Al Qaeda has a new franchise: Qaedat al-Jihad in the Indian Subcontinent. On Wednesday, Ayman al-Zawahiri, widely believed to be in hiding in Pakistan, appeared in a video announcing the creation of the jihadist group’s latest offshoot. It will be led by Asim Umar, a somewhat obscure militant best known for an online video calling on Indian Muslims to sign up for a global jihad. Zawahiri says the group will “raise the flag of jihad, return Islamic rule, and empower the Sharia of Allah across the Indian subcontinent.”

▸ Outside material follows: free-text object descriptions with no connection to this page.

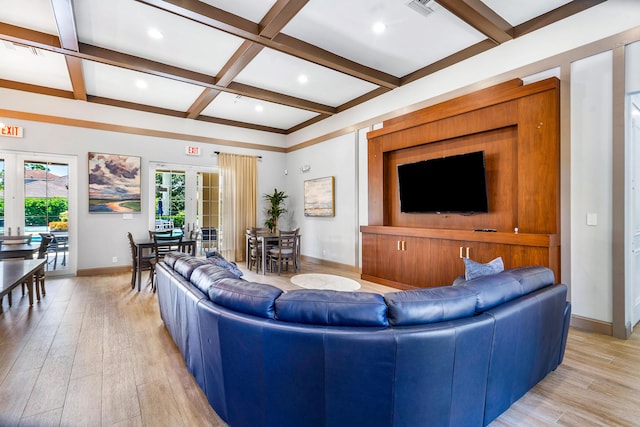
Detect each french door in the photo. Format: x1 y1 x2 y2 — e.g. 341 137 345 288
0 151 77 275
149 162 219 253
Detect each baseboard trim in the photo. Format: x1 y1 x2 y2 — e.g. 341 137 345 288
570 314 613 336
300 255 360 274
77 266 131 276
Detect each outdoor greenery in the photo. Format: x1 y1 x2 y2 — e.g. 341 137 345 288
155 171 186 228
23 197 68 227
264 188 288 232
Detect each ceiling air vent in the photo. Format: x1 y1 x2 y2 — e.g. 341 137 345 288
406 0 437 18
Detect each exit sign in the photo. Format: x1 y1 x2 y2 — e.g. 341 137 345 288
0 124 23 138
185 145 201 156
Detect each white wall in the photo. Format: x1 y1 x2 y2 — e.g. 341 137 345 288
0 116 286 271
570 51 614 322
284 133 359 265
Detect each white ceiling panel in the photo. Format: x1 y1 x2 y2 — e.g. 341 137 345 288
74 0 245 76
0 42 71 90
480 0 573 26
199 0 277 24
201 92 318 130
0 0 57 34
82 60 204 112
235 48 378 107
282 0 485 77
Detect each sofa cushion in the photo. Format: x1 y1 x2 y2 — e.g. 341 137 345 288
384 286 478 326
459 273 523 312
173 257 209 280
205 251 243 278
190 264 239 294
208 278 282 319
163 251 190 268
275 290 388 327
463 256 504 280
503 266 554 295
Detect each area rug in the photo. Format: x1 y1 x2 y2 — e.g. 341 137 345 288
290 273 361 291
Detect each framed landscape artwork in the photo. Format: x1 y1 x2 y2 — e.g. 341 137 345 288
88 152 141 213
304 176 335 217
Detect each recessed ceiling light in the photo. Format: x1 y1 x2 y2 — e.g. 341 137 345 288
148 28 163 40
298 74 308 84
372 22 386 34
136 80 148 89
255 105 264 112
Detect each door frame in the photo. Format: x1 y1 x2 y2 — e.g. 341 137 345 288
0 150 77 276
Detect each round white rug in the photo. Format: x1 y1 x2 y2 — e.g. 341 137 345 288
290 273 361 291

Mr. Zawahiri’s threats should be taken seriously. However, the bigger danger to India is al Qaeda’s rival for leadership of global jihadism: the terrorist group ISIS, also known simply as Islamic State. Al Qaeda may well have deeper networks in the subcontinent. But in terms of both sophisticated messaging and raw appeal, the 63-year-old Egyptian doctor’s outfit cannot match the ISIS upstarts who burst into the public eye after capturing Mosul, Iraq’s second largest city, in June.
Consider the evidence. At least four Indian Muslims have reportedly signed up to fight with ISIS in Iraq. Last week, one of them, a 22-year-old engineering student named Arif Majeed, was reported killed, possibly in a U.S. airstrike. He left behind a letter to his family in which he explained his reasons for traveling from his home outside Mumbai to Iraq: “It is a blessed journey for me, because I don’t want to live in this sinful country.”

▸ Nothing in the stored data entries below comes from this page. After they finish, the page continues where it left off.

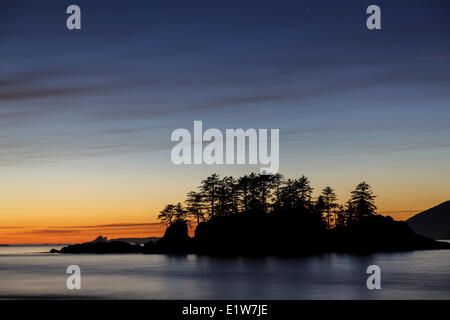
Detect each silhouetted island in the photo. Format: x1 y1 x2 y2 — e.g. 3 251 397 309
53 173 450 255
56 235 142 254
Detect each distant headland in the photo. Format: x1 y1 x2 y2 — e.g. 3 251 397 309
407 201 450 240
53 173 450 255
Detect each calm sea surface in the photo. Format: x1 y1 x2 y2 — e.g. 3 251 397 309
0 244 449 299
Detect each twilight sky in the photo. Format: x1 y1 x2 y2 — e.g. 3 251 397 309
0 0 449 243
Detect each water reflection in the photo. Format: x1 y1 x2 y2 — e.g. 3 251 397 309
0 246 449 299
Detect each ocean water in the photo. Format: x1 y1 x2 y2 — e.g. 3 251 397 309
0 244 449 299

Meanwhile, police in the southern state of Tamil Nadu arrested a Muslim cleric after a group photo of young Muslim men posing outside a mosque in ISIS T-shirts began to circulate on social media.
These may be isolated incidents, and the vast majority of Indian Muslims shows no signs of being attracted to any jihadist group. But ISIS has arguably made a bigger splash in India in three months than al Qaeda could manage in the 26 years since it was founded in Pakistan by Osama bin Laden.